Chris and I looked at each other and laughed. In a way, it felt like we were on a date. It felt like we were on the most romantic, high-stakes date ever. How far were we going to take this? Who was going to give in first?
He picked up a tightly folded fleece blanket and examined it. I looked around at the shelves of linens, plain and patterned, thread counts high and low, the infinite possibilities. I was almost jealous—that he was buying all these new things for his apartment, and I was stuck with our old green towels, linty with memories, our chipped blue cereal bowls, remnants from the ancient civilization of our marriage.
We wandered into the kitchen-goods aisle. I held up a white dinner plate with a border of little yellow flowers and green leaves. “Oh, I love this one,” I said.

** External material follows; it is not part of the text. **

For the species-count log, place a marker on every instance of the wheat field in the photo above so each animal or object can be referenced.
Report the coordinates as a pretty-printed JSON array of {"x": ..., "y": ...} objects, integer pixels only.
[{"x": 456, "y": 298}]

Chris stopped, pushed his hand through his light hair, exactly the same way Hannah does, pausing to think more clearly as if they’re shaping their thoughts, hand to head. “We’ll get through this, Iz,” he said, there in the middle of Kitchen Furnishings. “I think we will. We just need to be in different spaces for a while, a little bit separate, a little air between us.” He was quiet, calm. “And, worst-case scenario, if we can’t…if we don’t…we’ll already have our own places.”
I ignored him and continued filling his cart with water glasses and dishcloths and napkins. “You’ll need this,” I said, tossing a huge roll of paper towels into the cart. And this, and this, and this. It was unbelievable, a lark. Someone else’s life.